[英]How to perform a multi-row multi-column operation in parallel within PySpark, with minimum loops?
我想在Pyspark中執行具有較少或沒有循環的多行多列操作。 Spark'df'具有以下數據
city time temp humid
NewYork 1500 67 57
NewYork 1600 69 55
NewYork 1700 70 56
Dallas 1500 47 37
Dallas 1600 49 35
Dallas 1700 50 39
我使用了“ For”循環,但以並行性為代價,並且效率不高。
city_list = [i.city for i in df.select('city').distinct().collect()]
metric_cols = ['temp', 'humid']
for city in city_list:
for metric in metric_cols:
tempDF = df.filter(col("city") == city)
metric_values = [(i[metric]) for i in tempDF.select(metric).collect()]
time_values = [(i['time']) for i in tempDF.select('time').collect()]
tuples = list(zip(time_values, metric_values))

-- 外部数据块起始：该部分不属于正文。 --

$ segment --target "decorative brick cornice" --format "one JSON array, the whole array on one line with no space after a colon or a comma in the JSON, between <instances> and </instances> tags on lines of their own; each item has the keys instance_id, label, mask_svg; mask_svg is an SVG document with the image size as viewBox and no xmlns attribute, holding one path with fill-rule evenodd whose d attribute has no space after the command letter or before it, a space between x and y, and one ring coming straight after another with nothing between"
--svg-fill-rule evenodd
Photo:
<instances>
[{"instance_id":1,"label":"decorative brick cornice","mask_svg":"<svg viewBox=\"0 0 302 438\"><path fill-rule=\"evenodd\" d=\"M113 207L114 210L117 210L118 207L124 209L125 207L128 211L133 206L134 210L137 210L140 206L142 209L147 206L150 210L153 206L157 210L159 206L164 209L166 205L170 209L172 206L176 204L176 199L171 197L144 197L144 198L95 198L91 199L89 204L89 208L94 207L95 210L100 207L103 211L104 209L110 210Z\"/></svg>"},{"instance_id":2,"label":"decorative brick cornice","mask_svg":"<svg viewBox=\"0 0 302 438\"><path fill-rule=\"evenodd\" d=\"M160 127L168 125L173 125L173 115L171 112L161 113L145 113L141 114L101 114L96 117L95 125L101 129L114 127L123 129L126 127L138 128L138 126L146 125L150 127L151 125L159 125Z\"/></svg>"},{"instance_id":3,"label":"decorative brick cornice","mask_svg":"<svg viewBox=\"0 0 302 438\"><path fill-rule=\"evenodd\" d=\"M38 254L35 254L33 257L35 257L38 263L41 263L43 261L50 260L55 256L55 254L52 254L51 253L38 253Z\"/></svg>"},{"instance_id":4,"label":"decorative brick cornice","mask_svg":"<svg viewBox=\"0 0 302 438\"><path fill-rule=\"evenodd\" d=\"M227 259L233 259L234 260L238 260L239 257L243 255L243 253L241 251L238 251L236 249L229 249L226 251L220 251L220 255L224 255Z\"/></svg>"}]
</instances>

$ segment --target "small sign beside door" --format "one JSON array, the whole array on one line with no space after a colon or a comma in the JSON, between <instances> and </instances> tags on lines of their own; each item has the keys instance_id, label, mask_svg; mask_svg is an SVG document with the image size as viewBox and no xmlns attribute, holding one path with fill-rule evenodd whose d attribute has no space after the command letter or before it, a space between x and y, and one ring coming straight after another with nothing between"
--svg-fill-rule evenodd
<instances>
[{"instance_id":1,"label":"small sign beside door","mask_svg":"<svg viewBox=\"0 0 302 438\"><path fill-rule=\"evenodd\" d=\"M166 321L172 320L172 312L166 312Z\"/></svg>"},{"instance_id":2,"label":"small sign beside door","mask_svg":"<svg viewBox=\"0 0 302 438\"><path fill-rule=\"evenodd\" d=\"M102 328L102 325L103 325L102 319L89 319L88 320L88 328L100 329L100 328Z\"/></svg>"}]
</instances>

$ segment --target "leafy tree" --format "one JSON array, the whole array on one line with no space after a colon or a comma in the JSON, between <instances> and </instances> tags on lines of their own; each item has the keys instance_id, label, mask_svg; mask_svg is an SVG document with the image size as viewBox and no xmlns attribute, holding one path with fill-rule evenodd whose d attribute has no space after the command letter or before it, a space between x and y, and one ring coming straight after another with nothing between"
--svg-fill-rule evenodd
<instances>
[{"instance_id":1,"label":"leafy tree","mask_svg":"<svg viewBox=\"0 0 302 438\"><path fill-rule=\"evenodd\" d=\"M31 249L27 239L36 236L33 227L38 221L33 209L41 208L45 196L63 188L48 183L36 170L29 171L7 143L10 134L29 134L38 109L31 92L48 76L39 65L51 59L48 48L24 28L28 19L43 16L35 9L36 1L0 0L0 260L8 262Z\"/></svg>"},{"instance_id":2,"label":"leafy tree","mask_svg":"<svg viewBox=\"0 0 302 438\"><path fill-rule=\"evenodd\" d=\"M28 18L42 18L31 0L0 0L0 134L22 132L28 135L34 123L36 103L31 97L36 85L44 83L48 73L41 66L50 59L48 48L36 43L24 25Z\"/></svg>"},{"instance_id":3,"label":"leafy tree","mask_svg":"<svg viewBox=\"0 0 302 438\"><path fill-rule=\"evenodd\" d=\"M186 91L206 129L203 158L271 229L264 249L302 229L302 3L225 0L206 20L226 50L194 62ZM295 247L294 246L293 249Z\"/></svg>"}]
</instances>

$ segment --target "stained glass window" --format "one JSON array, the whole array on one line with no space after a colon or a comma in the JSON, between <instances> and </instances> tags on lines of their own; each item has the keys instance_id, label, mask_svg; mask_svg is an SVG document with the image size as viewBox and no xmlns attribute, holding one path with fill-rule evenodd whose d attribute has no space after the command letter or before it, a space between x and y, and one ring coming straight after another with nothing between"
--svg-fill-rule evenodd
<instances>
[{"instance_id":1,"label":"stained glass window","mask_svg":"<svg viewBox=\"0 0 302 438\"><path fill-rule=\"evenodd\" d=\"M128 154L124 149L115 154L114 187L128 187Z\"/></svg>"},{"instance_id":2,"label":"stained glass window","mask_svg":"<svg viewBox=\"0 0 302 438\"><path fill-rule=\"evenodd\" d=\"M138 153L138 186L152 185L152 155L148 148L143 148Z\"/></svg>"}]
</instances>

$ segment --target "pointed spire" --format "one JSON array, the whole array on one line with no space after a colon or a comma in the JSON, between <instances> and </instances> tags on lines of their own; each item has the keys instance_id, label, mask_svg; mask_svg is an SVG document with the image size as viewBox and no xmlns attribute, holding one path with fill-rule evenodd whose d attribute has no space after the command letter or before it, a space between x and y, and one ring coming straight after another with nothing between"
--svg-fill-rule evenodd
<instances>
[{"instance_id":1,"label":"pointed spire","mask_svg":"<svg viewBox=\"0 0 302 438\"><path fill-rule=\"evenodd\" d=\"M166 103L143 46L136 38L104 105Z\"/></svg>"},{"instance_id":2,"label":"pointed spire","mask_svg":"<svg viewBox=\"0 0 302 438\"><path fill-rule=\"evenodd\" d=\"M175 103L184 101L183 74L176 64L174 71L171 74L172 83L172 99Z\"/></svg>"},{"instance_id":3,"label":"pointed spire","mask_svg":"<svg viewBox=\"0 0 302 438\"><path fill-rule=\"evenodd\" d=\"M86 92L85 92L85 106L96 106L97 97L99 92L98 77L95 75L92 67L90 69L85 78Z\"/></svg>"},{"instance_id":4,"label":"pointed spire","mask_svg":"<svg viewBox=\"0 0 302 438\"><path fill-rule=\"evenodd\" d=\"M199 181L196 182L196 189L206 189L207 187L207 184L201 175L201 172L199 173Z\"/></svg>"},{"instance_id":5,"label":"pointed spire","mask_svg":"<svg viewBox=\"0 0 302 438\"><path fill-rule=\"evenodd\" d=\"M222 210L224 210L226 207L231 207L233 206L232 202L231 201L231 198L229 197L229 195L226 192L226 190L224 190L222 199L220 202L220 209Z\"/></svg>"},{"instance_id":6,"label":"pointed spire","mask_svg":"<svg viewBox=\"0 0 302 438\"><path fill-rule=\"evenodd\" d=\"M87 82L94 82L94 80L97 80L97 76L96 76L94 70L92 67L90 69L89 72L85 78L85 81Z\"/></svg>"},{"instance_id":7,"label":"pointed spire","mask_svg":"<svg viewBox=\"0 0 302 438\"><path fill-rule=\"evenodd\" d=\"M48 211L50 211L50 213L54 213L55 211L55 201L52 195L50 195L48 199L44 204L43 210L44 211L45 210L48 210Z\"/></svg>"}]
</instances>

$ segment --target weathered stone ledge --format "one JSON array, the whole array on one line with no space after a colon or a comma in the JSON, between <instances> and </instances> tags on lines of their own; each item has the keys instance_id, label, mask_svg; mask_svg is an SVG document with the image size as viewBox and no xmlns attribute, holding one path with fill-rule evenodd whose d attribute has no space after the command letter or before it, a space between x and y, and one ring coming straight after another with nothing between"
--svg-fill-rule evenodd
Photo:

newColName = city + metric
df = df.withColumn(newColName, lit(tuples))
我也不認為它起作用。
我希望輸出是
city time temp humid timetemp timehumidity
NewYork 1500 67 57 [(1500,67),(1600,69),(1700,70)] [(1500,57),(1600,55),(1700,56)]
NewYork 1600 69 55 [(1500,67),(1600,69),(1700,70)] [(1500,57),(1600,55),(1700,56)]
NewYork 1700 70 56 [(1500,67),(1600,69),(1700,70)] [(1500,57),(1600,55),(1700,56)]
Dallas 1500 47 37 [(1500,47),(1600,49),(1700,50)] [(1500,37),(1600,35),(1700,39)]
Dallas 1600 49 35 [(1500,47),(1600,49),(1700,50)] [(1500,37),(1600,35),(1700,39)]
Dallas 1700 50 39 [(1500,47),(1600,49),(1700,50)] [(1500,37),(1600,35),(1700,39)]
或至少
city timetemp timehumidity
NewYork [(1500,67),(1600,69),(1700,70)] [(1500,57),(1600,55),(1700,56)]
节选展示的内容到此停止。